Generally healthy adult seeking longevity
Strength as the anchor, with hypertrophy and power components. Complement with zone 2 cardio for cardiovascular and metabolic benefits.
Patient with limited time or energy
3–5 Protocol at the low end: 3 exercises, 3 sets, 3 reps, 3 days per week. 20 minutes. This is sufficient to produce meaningful adaptation.

Summary

Exercise produces nine distinct physiological adaptations. Each requires a specific stimulus. And the variables that determine which adaptation you get — intensity, volume, rest, frequency, and progression — are largely independent of which exercise you choose to perform.

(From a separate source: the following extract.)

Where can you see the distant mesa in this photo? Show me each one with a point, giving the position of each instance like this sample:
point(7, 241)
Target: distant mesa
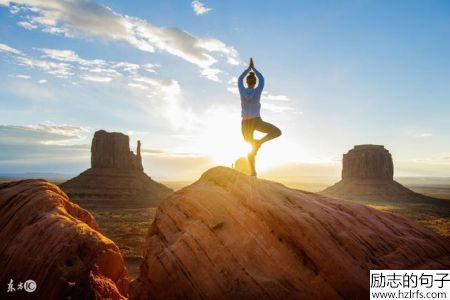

For aging adults, the three adaptations with the greatest clinical relevance are strength, hypertrophy, and power. Strength is the anchor: it supports bone, metabolism, and function more broadly than any other single adaptation. Power — which is lost preferentially with age — is close behind in importance, and is the adaptation most directly protective against falls and reactive decline. Hypertrophy matters most for those who are under-muscled and need to build a functional foundation.

A practical program need not be complicated. The 3–5 Protocol provides a scalable, evidence-grounded framework that accommodates nearly any patient's constraints while remaining within the parameters required to produce real physiological change.

And do not neglect the recovery window. Five minutes of controlled breathing after training is one of the highest-return, lowest-cost interventions in the exercise science literature. Most patients are not doing it. Most should be.